Uzun müddettir kimi avukatların davalarına bakan mahkeme heyeti ve duruşma savcılarının mezun oldukları fakülteleri öğrenip, daha sonra ise bu fakültelerde profesör olarak vazife yapan hocalardan para karşılığı mütalaa (görüş) aldıkları, bu mütalaayı ise dava evrakına sundukları, mahkeme heyetinin ve savcının, hocalarının verdiği mütalaadan farklı bir karar vermek istemedikleri tartışılıyordu.
“Hukuki mütalaa borsası” olarak bilinen, çok tartışılan lakin bir türlü resmi yollardan gündeme getirilmeyen bu mevzuya ait işadamı Doğan Kasadolu İstanbul Cumhuriyet Başsavcılığı’na kabahat duyurusunda bulundu.
Kasadolu, hakim ve savcıların hocaları olan hukuk profesörlerinin, akademik unvanlarını kullanıp haksız çıkar sağladıkları öne sürerken, davaların ise adil olmayan bir halde sonuçlandığını belirtti.
Kasadolu tarafından verilen hata duyurusu dilekçesinde son günlerde adliyelerde dillendirilen “hukuki mütalaa borsası”na ait ihbarda bulunuldu. Adliyelerde çok sayıda dava ve soruşturma evraklarının olduğunu belirtilen kabahat duyurusu dilekçesinde, vakit zaman soruşturma ve dava evraklarına taraf avukatlarınca üniversitelerin hukuk fakültelerindeki profesörlerden para karşılığı alınan mütalaaların sunulduğu, bu yolla ise davaların etkilenmeye çalışıldığını anlattı.
Deşifre edilsin
Tek taraflı alınan mütalaaları hazırlayan hukuk profesörlerinin adliyelerde vazifeli hâkim ve savcıların hocaları olduğu için güya tarafsız eksper raporlarıymış üzere kabul gördüğünün anlatıldığı dilekçede, davaların adil bir halde sonuçlanmadığına dikkat çekildi.

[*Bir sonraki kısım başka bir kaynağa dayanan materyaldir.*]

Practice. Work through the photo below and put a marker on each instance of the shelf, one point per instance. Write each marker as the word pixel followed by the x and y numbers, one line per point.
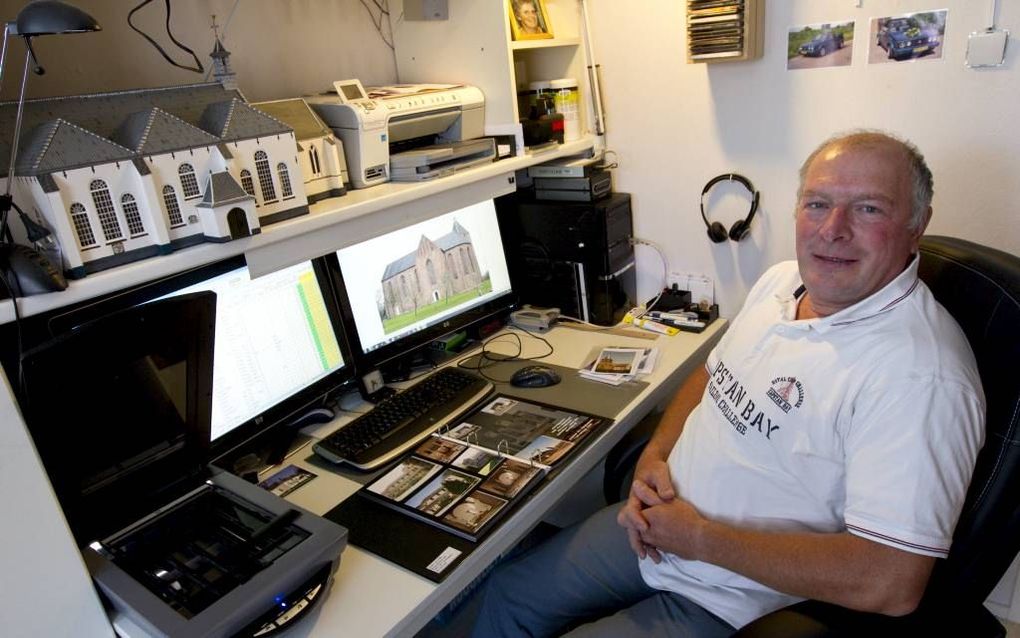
pixel 330 225
pixel 545 44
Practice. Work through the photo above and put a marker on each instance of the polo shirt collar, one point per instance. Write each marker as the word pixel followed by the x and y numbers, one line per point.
pixel 886 298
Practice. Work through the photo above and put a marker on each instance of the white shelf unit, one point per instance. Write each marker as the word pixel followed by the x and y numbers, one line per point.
pixel 474 46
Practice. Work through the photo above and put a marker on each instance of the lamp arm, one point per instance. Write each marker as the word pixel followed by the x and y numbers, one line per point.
pixel 17 121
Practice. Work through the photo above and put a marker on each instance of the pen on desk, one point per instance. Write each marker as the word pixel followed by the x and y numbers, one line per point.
pixel 655 327
pixel 674 320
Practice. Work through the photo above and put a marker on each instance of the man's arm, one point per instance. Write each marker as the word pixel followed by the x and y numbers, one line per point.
pixel 652 484
pixel 836 568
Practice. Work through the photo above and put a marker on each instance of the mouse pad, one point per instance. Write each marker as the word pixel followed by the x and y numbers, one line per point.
pixel 573 391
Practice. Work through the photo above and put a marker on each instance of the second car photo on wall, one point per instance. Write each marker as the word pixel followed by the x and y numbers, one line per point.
pixel 817 46
pixel 908 37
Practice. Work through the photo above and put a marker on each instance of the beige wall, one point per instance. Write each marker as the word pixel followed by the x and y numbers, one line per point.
pixel 674 126
pixel 279 48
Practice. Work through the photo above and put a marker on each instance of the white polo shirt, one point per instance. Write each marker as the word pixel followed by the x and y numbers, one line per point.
pixel 866 421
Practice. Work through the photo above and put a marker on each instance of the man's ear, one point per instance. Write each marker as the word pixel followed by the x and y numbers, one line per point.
pixel 924 225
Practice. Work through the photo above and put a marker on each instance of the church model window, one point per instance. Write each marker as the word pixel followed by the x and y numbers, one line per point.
pixel 172 207
pixel 264 177
pixel 104 207
pixel 285 181
pixel 132 214
pixel 246 182
pixel 86 238
pixel 188 182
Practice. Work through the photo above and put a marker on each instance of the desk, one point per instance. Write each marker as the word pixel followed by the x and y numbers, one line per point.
pixel 374 597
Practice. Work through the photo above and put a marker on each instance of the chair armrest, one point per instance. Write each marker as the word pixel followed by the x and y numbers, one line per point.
pixel 621 459
pixel 815 620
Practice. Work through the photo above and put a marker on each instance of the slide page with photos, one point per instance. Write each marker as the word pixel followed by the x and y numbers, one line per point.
pixel 465 479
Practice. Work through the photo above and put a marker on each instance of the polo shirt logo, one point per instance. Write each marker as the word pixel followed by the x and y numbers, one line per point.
pixel 730 397
pixel 782 388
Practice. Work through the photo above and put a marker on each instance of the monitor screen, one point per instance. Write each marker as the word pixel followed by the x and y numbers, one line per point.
pixel 273 339
pixel 278 347
pixel 415 284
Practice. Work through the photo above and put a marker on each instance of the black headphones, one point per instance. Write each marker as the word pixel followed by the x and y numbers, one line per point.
pixel 717 232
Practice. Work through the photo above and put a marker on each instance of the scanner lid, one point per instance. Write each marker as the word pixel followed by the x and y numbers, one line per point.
pixel 119 410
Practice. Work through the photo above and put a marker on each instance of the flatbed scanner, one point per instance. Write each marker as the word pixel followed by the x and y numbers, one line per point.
pixel 119 411
pixel 371 123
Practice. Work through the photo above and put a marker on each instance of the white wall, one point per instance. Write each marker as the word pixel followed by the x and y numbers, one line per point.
pixel 674 126
pixel 278 49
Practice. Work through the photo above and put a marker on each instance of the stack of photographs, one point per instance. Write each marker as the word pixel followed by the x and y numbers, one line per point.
pixel 465 479
pixel 455 486
pixel 715 29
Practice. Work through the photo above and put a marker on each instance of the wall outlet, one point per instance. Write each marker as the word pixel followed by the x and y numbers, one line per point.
pixel 701 286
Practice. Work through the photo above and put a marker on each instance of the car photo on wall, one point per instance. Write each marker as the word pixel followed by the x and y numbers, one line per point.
pixel 913 37
pixel 822 44
pixel 817 46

Bu mütalaaları hazırlayan profesörlerin ise haksız bir ekonomik çıkar elde edildiğinin de öne sürüldüğü dilekçede, savcılığın yapacağı soruşturma sonucunda uzmanlık ismi altında haksız ekonomik kar sağlayan, vatandaşın hak kaybına yol açan ve hukuksal “mütalaa borsası” oluşmasına yol açan öğretim üyelerinin tespit edilebileceği belirtildi. Dilekçede yargı içinde ve dışında bu oluşuma dayanak olan işbirliği yapan şahısların da deşifre edilmesi istendi.